Propositions pour les enfants maltraités


Par Anne TURSZ, Pédiatre, présidente du comité interministériel d'orientation du plan national Violence et santé (2004-2008), Daniel ROUSSEAU, Pédopsychiatre, auteur de recherches sur les enfants de l’Aide sociale à l’enfance, Céline RAPHAËL, Interne en médecine, auteure du mémoire le «Repérage de la maltraitance en milieu scolaire»

 

Monsieur le président de la République,

Votre souhait de considérer comme prioritaire la jeunesse suscite bien des espoirs chez ceux qui œuvrent pour le bien-être des enfants. Nous souhaitons attirer votre attention sur un phénomène sociétal et de santé publique peu reconnu en France : la maltraitance. Les jeunes enfants ne peuvent grandir, s’épanouir et devenir des adultes socialisés et responsables que si leurs besoins physiques, affectifs et éducatifs sont pleinement satisfaits par les personnes qui s’en occupent, très généralement leurs parents. Tout manquement à cette règle constitue une forme de mauvais traitements.

En France, la maltraitance affecte probablement 10% de nos enfants comme dans les autres pays à haut niveau de revenus (1) . Mais seul un faible pourcentage de cas est repéré et pris en charge car la maltraitance envers les enfants reste un sujet tabou et fait l’objet d’un véritable déni, y compris parmi les professionnels (2). Sur le plan international, les connaissances scientifiques démontrent les conséquences dramatiques à long terme de la négligence et des violences physiques ou psychologiques exercées lors de la petite enfance : atteintes de la santé physique et mentale, désocialisation, répétition transgénérationnelle de la violence… On ne peut être qu’alarmé aussi par ce qu’on sait en France de la fréquence supposée des homicides avant l’âge de 1 an. Cette forme extrême de maltraitance est probablement 15 fois supérieure à ce qu’indiquent les statistiques officielles (3). Enfin, on le sait, les mauvais traitements s’observent dans toutes les classes sociales.

Les réponses apportées actuellement par les institutions françaises sont très insuffisantes comme l’a relevé la Cour des comptes (4) : pas de connaissances statistiques précises et établies dans la durée, bien peu de travaux de recherche, pas de politique réellement coordonnée et financée de façon appropriée, pas d’évaluation des actions entreprises et du devenir des enfants, seule base d’orientation et réorientation des politiques publiques.
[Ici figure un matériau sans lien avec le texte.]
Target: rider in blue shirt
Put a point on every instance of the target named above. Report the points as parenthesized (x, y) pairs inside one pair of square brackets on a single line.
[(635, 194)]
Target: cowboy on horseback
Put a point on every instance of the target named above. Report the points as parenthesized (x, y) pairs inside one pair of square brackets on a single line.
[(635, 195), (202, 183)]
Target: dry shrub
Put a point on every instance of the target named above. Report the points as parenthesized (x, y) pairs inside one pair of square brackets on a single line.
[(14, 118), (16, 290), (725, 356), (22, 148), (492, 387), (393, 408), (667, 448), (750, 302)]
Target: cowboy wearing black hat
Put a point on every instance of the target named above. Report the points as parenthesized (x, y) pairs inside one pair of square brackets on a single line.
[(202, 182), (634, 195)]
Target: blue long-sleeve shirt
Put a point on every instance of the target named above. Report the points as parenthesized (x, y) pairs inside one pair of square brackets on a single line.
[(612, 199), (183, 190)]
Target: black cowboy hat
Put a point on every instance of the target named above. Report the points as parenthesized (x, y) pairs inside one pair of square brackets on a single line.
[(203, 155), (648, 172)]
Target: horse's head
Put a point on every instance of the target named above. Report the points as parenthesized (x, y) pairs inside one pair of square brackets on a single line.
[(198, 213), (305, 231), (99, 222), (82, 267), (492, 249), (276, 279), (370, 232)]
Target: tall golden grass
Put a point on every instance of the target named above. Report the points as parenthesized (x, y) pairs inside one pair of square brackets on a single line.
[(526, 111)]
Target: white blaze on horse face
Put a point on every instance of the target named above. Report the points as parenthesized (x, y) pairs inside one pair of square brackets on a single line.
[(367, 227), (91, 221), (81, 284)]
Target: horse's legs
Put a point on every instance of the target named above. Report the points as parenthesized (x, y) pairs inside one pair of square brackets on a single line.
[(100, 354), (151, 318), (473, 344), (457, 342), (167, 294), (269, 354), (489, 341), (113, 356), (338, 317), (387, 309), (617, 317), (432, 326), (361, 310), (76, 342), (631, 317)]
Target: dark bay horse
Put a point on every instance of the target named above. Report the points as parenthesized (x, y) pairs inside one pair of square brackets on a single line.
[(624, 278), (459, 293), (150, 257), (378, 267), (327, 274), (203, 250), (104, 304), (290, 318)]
Pourtant, parmi les jeunes de moins de 21 ans, plus de 500 000 enfants ont été ou sont pris en charge au titre de la protection de l’enfance par les services départementaux et par la protection judiciaire de la jeunesse (dont 300 000 bénéficient d’une mesure en cours et 150 000 d’un placement) selon des modalités extrêmement variables d’un département à l’autre, sans aucune évaluation de leur pertinence.

Pourquoi la maltraitance envers les jeunes enfants - dont les chiffres publiés par l’Odas n’ont fait que croître - ne bénéficie-t-elle pas de la même prise de conscience que d’autres graves problèmes de santé publique ? Ainsi en France, en vingt ans, le nombre annuel de morts par accident de la route a diminué de plus de la moitié, passant de 10 000 à 4 000, la mortalité infantile a été divisée par deux, son taux passant de 7,3 à 3,5 pour 1 000 naissances vivantes, les suicides de jeunes ont diminué du tiers, le taux passant de 10,0 à 6,7 pour 100 000. Dans ces domaines pathologiques, des politiques publiques ont été mises en place et elles ont fonctionné.
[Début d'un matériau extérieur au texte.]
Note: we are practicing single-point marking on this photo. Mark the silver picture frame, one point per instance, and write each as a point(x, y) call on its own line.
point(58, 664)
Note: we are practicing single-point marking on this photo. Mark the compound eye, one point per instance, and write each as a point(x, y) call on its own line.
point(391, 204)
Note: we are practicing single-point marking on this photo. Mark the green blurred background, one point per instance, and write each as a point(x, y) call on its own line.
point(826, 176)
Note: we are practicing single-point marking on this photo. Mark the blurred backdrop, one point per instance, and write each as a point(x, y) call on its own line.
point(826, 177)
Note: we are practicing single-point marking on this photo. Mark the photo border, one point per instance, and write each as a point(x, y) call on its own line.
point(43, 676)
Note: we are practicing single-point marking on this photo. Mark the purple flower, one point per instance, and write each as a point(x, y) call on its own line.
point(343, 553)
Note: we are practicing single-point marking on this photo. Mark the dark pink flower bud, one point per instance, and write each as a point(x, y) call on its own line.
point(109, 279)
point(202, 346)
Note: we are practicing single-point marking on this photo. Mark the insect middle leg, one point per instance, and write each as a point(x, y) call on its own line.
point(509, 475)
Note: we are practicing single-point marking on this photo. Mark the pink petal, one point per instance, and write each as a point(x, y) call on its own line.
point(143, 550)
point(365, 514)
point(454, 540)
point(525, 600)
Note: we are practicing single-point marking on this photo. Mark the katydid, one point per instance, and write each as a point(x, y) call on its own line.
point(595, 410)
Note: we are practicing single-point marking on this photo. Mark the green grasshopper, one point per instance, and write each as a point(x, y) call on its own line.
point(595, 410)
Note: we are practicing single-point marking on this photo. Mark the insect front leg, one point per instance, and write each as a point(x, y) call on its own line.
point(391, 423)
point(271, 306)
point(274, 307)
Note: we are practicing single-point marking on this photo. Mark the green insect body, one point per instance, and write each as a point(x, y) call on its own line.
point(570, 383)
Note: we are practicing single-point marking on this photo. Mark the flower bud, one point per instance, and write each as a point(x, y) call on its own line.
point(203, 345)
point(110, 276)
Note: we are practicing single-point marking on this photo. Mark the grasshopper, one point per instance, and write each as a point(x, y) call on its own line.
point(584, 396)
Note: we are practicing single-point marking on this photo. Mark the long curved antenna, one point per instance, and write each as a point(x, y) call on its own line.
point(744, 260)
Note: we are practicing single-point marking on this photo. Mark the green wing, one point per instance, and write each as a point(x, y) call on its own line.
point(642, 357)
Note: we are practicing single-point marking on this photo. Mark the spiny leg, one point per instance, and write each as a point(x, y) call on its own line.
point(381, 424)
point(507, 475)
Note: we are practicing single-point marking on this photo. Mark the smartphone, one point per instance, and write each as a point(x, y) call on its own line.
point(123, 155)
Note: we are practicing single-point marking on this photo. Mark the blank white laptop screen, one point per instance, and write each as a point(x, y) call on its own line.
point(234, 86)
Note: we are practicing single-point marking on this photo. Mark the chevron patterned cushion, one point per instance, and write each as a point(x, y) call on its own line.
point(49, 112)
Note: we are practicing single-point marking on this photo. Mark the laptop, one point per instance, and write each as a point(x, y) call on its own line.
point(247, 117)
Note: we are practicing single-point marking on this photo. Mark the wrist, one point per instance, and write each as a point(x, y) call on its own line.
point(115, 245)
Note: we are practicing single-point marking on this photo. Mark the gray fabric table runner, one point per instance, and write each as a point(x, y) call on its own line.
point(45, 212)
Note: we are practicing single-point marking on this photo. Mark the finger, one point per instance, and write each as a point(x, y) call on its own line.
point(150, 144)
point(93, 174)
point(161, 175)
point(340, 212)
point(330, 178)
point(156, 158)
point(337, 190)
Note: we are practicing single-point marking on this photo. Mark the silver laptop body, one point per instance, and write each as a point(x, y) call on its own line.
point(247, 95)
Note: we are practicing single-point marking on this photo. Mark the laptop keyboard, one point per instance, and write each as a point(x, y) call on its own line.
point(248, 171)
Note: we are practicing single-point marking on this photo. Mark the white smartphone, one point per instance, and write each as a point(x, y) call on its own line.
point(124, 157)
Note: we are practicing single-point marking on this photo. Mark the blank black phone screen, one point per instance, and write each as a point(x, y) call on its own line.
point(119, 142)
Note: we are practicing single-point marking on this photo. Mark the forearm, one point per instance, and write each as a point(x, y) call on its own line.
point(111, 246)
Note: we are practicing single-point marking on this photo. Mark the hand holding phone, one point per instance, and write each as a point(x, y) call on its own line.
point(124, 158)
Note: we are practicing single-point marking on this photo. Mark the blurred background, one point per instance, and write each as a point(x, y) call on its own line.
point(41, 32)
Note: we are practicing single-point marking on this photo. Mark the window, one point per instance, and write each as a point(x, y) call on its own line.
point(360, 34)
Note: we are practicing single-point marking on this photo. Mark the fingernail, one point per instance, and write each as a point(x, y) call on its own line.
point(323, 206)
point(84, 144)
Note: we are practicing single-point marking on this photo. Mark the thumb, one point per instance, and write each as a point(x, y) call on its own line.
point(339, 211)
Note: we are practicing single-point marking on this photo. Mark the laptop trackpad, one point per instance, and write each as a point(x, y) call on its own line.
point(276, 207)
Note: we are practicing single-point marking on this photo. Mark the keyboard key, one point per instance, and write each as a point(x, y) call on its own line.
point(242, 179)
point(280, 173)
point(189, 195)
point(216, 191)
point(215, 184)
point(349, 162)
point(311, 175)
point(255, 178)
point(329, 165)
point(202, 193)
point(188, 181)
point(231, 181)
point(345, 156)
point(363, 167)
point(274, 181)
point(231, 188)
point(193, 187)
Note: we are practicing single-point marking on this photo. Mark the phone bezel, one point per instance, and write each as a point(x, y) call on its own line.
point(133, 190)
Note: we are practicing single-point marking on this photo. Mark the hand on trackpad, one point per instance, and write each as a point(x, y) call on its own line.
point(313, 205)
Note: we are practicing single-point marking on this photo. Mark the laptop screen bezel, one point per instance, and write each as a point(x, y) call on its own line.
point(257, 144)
Face à cette situation, nous vous demandons solennellement :

- La création d’un ministère de l’Enfance.

- Une meilleure affirmation de l’intérêt supérieur de l’enfant dans la loi et sa primauté sur toute autre considération.

- La proclamation de la maltraitance faite aux enfants comme «grande cause nationale».

- La création d’une structure interministérielle en charge de lutter contre ce fléau, avec un véritable pouvoir de négociation avec les départements, en articulation avec l’Oned.

- Une formation obligatoire sur la maltraitance faite aux enfants pour les enseignants, les professionnels de santé, les magistrats et les travailleurs sociaux.

- Le financement d’un recueil de données statistiques fiables et pérennes ainsi que d’une recherche scientifique de haut niveau.

 

(1) Gilbert R., Widom CS., Browne K., Fergusson D., Webb E., Janson S. Child, Maltreatment 1. Burden and consequences of child maltreatment in high-income countries, 2008. thelancet.com (2)Rousseau D., «Les grandes personnes sont vraiment stupides. Ce que nous apprennent les enfants en détresse», éditions Max Milo(3) Tursz A., «Les oubliés. Enfants maltraités en France et par la France», éditions Seuil. (4) Cour des comptes, rapport thématique sur la protection de l’enfance, 2009.